The opening scene of My Fair Lady where Henry Higgins the linguist is able to spot which area of London someone comes from by a few words in their accent is a slight exaggeration, but not much. The UK developed hyper-regional accents (unavoidable in the pre-mass-media age), and poshness being a particular set of families who socialise with each other and are educated together converged on its own accent. Especially among people who've been to Oxford or Cambridge. This effect got magnified by the early BBC being based in southern England and comprised of educated people, leading to a distinctive "BBC English".

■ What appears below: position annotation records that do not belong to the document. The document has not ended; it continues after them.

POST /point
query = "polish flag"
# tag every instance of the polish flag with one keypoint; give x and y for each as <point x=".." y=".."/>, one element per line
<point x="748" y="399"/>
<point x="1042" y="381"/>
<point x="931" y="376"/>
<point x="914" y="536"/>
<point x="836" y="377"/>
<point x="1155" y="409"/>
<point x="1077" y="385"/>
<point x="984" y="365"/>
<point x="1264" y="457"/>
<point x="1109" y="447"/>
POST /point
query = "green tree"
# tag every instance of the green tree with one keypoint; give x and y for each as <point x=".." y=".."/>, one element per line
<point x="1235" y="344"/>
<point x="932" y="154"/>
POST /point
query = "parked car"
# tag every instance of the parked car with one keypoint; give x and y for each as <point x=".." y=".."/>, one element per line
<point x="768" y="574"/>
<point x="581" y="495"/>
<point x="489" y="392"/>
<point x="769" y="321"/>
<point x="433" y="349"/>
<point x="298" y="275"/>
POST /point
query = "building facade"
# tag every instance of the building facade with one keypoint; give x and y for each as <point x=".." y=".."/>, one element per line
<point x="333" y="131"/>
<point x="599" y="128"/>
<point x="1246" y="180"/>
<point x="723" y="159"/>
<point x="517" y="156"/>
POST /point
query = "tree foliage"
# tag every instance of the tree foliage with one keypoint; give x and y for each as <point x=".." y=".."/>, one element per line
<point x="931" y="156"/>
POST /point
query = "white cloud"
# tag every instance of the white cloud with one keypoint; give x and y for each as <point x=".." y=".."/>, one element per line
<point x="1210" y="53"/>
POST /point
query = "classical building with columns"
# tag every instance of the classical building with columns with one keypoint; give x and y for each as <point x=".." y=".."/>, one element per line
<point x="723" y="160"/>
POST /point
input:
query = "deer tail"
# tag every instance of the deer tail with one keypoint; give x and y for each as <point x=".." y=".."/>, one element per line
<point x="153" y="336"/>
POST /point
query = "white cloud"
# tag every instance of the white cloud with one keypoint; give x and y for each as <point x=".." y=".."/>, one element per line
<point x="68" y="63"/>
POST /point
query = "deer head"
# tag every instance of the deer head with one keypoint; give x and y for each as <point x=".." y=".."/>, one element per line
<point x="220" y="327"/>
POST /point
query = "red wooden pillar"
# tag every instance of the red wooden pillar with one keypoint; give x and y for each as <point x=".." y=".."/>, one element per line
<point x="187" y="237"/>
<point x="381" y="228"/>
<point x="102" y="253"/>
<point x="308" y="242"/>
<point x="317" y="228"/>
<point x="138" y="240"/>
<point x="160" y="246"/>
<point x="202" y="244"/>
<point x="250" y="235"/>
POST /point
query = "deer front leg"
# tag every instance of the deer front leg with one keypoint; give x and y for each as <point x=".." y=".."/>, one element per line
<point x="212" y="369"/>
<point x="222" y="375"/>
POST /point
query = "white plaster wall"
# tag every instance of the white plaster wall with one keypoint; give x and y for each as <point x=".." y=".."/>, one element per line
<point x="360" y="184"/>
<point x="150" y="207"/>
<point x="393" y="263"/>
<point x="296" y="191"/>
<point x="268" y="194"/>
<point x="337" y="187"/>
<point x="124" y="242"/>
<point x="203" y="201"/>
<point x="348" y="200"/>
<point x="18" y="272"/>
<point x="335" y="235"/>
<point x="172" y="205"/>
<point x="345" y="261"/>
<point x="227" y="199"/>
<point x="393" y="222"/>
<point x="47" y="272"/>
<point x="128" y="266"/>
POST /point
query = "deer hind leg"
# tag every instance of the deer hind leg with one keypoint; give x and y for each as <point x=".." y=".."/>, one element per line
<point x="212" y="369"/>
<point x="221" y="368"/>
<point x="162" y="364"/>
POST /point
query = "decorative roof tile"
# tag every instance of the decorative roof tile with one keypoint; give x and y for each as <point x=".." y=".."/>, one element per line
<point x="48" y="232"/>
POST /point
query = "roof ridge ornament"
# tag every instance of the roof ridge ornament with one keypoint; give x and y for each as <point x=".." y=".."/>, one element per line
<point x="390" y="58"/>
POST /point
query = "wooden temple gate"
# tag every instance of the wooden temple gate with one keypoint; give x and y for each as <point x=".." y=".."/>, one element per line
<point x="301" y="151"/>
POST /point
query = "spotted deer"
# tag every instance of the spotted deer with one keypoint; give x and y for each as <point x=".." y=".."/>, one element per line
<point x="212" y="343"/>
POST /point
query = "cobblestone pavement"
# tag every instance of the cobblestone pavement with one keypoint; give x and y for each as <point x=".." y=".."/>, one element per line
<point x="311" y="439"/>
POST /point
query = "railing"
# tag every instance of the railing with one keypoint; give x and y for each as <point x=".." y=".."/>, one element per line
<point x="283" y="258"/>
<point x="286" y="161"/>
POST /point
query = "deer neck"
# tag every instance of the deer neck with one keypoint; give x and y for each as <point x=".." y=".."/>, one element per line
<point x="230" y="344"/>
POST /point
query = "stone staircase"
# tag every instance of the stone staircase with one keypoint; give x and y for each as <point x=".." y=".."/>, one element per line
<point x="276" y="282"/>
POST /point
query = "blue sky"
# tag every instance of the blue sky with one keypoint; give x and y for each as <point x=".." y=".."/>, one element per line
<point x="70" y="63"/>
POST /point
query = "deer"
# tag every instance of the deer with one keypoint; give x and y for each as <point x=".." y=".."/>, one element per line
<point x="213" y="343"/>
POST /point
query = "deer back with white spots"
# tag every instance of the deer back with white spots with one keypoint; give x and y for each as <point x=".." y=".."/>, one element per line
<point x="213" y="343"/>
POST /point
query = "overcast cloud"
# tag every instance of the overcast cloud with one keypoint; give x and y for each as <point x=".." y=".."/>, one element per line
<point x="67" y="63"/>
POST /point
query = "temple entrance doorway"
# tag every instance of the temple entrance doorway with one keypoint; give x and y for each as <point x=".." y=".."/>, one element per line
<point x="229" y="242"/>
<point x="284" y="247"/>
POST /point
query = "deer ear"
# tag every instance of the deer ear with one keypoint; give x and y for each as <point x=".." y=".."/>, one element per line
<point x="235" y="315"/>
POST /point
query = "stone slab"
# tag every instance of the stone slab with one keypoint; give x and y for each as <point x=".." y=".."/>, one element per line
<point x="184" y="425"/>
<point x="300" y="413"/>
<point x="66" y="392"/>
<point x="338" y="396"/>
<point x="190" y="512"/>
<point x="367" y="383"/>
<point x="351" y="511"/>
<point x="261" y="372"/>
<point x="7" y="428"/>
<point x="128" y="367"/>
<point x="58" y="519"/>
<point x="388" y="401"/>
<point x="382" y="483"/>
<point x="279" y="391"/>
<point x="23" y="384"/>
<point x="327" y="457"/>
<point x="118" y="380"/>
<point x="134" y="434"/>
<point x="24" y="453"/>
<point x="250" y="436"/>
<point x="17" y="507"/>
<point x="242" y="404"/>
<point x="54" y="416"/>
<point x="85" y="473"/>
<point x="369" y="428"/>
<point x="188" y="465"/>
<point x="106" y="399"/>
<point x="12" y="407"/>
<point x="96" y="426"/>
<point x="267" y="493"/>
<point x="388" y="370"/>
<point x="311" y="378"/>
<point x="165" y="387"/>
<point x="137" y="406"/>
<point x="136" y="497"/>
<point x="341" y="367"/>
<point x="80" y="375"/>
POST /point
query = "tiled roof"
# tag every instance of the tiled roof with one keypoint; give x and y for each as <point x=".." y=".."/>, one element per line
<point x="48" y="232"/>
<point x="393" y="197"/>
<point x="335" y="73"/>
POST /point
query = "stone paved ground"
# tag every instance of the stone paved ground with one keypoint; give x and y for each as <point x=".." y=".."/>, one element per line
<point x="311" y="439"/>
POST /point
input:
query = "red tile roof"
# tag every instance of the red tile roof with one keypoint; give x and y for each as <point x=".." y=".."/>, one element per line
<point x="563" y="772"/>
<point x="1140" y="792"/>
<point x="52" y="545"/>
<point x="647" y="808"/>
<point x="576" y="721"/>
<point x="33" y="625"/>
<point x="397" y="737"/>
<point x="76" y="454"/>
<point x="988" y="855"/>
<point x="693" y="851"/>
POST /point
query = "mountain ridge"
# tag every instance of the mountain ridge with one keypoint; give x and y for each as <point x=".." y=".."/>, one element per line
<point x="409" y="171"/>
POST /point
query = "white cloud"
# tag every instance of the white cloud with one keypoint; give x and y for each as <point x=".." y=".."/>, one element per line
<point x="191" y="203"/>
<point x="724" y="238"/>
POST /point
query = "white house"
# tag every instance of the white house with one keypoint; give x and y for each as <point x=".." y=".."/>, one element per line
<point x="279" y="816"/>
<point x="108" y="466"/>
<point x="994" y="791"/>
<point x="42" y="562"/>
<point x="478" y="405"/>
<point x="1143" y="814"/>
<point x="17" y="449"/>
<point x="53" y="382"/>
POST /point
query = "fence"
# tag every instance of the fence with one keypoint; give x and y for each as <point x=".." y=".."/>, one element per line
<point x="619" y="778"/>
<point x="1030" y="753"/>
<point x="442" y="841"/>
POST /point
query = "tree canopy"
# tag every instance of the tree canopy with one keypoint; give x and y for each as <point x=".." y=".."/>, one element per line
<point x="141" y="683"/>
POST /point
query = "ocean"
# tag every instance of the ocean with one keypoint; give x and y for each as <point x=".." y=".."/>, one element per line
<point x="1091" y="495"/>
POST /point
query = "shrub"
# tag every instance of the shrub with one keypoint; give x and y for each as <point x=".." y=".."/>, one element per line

https://en.wikipedia.org/wiki/Received_Pronunciation

(Also factor in the bans at various times on speaking Gaelic or Welsh; children were being beaten for speaking Welsh at school well into the 1970s, but the plan to extinguish the language never quite succeeded.)


Growing up in the 1980s, I could tell from their accent whether a child came from Oakham (where I lived), Whissendine (five miles away), or Melton Mowbray (five miles beyond that).

30/40 years later the differences are still there, but increasingly ironed out by the spread of a generic southern English accent. Where I now live in rural Oxfordshire, the traditional local accent is a definite minority, particularly in those under 40. There are little tell-tale vowels and phrases if you look closely for them, but they're more like variations on a common accent.

That said, Midlands and northern accents seem to be fairly resilient, at least for now.


> but the plan to extinguish [Welsh] never quite succeeded

Political winds just revived what was effectively a dead language, in the nick of time.


It wasn't dead by accident, it was policy. https://en.wikipedia.org/wiki/Welsh_Not


https://en.wikipedia.org/wiki/Benjamin_Franklin%27s_phonetic...

Is an interesting insight into the accents of the new country of the USA.

Its important to remember that the USA has a very different understanding of class compared to the UK.

Its also important to understand that accents change wildly within 50 miles. (sheffield, bolton & leeds are all divergent so are manchester birmingham and liverpool)


You don't even need to go for big cities - folks from Chorley and Preston can have very different accents.